The IRB conformance matrix maps each regulated claim to the specific test or test family that guards it.

Writing Tests

Use pytest and keep tests close to the behavior they protect.

Naming rules:

  • Test files use test_<module_or_behavior>.py.

  • Test classes use Test<Behavior> when grouping scenarios adds clarity.

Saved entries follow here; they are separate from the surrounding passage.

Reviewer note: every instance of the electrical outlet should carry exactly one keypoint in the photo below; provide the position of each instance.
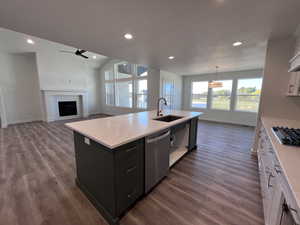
(87, 141)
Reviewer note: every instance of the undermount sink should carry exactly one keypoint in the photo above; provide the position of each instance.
(168, 118)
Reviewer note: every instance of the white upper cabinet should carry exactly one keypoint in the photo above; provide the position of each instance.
(294, 84)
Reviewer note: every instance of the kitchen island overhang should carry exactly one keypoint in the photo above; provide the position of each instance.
(111, 163)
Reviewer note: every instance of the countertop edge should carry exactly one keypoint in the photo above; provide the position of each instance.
(273, 139)
(167, 126)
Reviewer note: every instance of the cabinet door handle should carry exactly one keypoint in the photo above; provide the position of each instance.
(151, 140)
(277, 169)
(130, 149)
(131, 169)
(131, 194)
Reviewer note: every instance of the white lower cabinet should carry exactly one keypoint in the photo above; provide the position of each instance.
(279, 206)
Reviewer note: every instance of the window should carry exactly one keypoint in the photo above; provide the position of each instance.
(248, 94)
(142, 71)
(199, 94)
(126, 86)
(221, 97)
(109, 75)
(141, 94)
(168, 93)
(109, 93)
(124, 94)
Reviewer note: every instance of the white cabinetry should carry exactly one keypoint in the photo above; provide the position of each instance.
(294, 84)
(274, 186)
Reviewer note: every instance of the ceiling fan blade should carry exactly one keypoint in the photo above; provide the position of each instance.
(84, 56)
(81, 51)
(66, 51)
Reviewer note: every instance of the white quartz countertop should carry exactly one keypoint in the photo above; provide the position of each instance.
(288, 156)
(115, 131)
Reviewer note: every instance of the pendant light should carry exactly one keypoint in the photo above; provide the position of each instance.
(215, 83)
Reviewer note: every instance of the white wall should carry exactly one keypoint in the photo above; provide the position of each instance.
(60, 71)
(19, 82)
(236, 117)
(177, 79)
(153, 91)
(274, 102)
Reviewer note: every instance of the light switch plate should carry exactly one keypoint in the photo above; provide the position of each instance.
(87, 141)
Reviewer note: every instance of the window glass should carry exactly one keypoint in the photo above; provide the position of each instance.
(221, 96)
(199, 94)
(109, 75)
(169, 93)
(124, 70)
(109, 93)
(141, 94)
(124, 94)
(248, 94)
(142, 71)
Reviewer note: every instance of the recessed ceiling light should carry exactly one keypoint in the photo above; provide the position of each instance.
(238, 43)
(128, 36)
(30, 41)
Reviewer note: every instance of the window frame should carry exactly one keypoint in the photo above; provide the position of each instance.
(230, 99)
(134, 79)
(169, 97)
(233, 97)
(207, 96)
(237, 95)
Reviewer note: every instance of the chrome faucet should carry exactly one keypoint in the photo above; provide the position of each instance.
(158, 101)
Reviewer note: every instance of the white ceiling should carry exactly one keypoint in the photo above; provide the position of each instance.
(199, 33)
(14, 42)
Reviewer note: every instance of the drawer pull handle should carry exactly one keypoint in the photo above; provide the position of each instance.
(130, 149)
(131, 169)
(131, 194)
(277, 169)
(269, 180)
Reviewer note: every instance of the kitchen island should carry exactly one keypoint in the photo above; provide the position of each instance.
(120, 159)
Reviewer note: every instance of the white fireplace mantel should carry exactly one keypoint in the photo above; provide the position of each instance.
(50, 97)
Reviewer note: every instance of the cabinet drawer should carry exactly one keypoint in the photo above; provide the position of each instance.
(129, 175)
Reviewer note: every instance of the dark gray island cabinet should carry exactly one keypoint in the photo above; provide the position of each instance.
(113, 179)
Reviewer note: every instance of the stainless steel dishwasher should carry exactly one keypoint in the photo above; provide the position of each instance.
(157, 153)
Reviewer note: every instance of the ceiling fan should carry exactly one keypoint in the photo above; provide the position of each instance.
(78, 52)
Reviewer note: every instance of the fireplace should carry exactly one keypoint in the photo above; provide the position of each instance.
(67, 108)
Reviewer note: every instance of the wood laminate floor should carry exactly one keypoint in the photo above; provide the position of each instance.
(218, 184)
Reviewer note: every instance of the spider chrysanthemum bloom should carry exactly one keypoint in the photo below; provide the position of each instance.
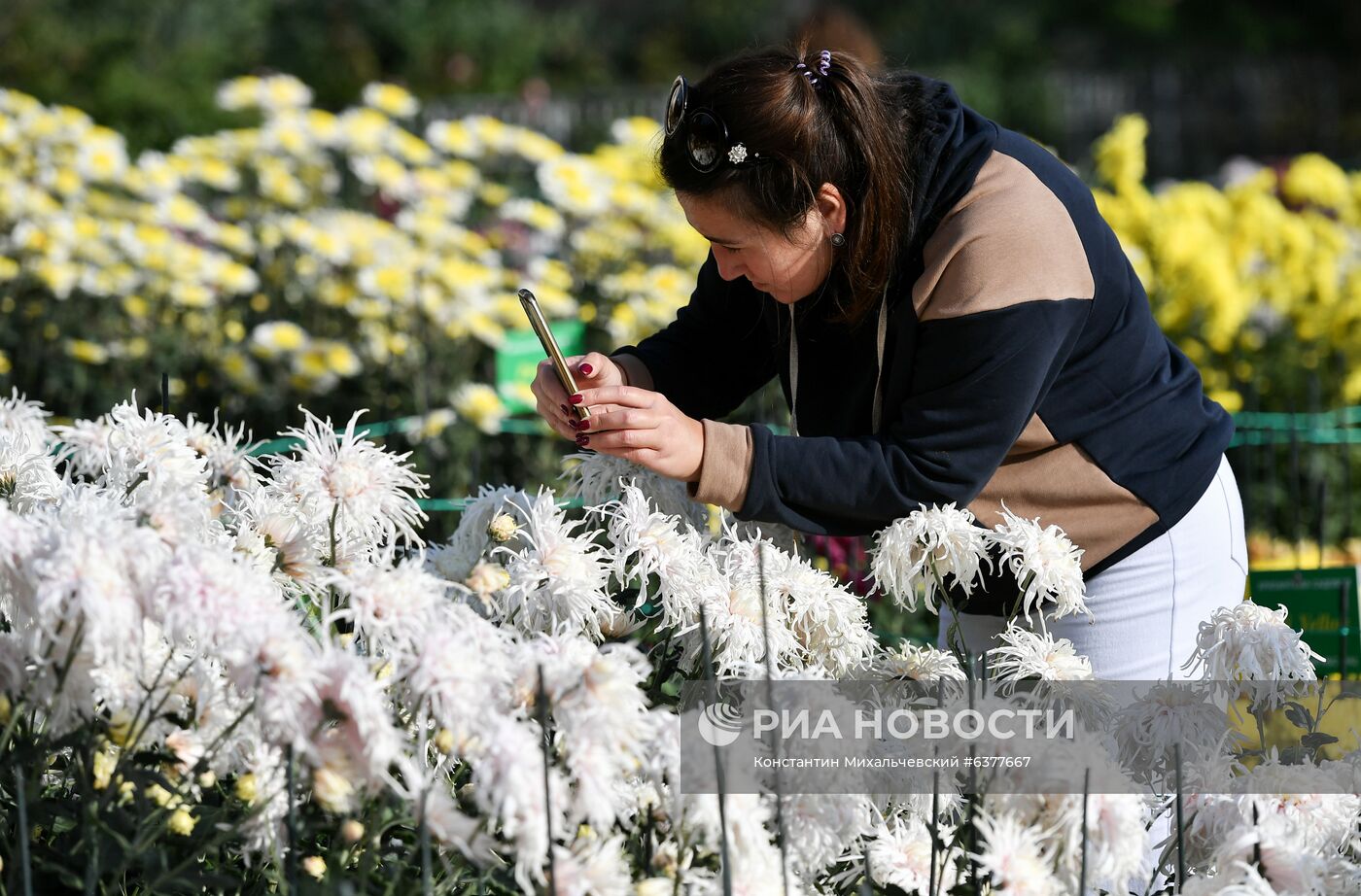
(932, 548)
(17, 412)
(391, 605)
(1045, 563)
(456, 559)
(1014, 858)
(1252, 651)
(1029, 654)
(598, 479)
(370, 491)
(919, 664)
(649, 542)
(558, 574)
(85, 445)
(27, 472)
(900, 855)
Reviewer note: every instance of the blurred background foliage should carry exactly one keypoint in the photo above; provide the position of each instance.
(1252, 77)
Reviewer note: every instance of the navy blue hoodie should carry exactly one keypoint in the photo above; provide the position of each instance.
(1023, 364)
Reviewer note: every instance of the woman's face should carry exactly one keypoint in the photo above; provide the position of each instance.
(788, 268)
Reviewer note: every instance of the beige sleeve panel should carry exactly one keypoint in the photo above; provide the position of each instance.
(1007, 241)
(725, 469)
(1062, 486)
(635, 371)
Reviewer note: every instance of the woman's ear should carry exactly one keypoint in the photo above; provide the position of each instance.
(833, 208)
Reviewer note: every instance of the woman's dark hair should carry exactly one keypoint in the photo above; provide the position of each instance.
(851, 129)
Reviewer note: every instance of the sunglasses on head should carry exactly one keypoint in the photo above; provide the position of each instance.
(704, 132)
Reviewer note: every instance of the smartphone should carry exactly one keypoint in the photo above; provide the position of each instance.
(550, 347)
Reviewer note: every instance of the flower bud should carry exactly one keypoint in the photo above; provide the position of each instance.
(503, 528)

  • Test names describe the behavior and edge case, not the implementation detail.

Pattern:

from pathlib import Path

import pandas as pd

from scripts.extraction.dataset_pipeline import extract_single_dataset


def test_extract_single_dataset_rejects_unsupported_suffix(tmp_path: Path) -> None:
    unsupported = tmp_path / "legacy.ods"
    unsupported.write_bytes(b"fake")

    success, count, error = extract_single_dataset(
        unsupported,
        tmp_path / "out",
        "Indo-VAP",
        "2026-04-28T00:00:00+00:00",
    )

    assert success is False
    assert count == 0
    assert error is not None

Prefer real filesystem fixtures for path/zone behavior. Mock only network calls, LLM clients, time-sensitive surfaces, and hard-to-trigger error branches.

CI Behavior

.github/workflows/ci.yml runs Ruff, mypy, the full pytest suite, and pip-audit on Python 3.11, 3.12, and 3.13 for pushes and PRs.

.github/workflows/docs-quality-check.yml runs the doc-freshness linter, builds Sphinx, runs linkcheck, and reports size/version drift for documentation-touching pushes and PRs.

When a change touches security, PHI boundaries, provider construction, or the pipeline publish path, include the local verification transcript in the PR description.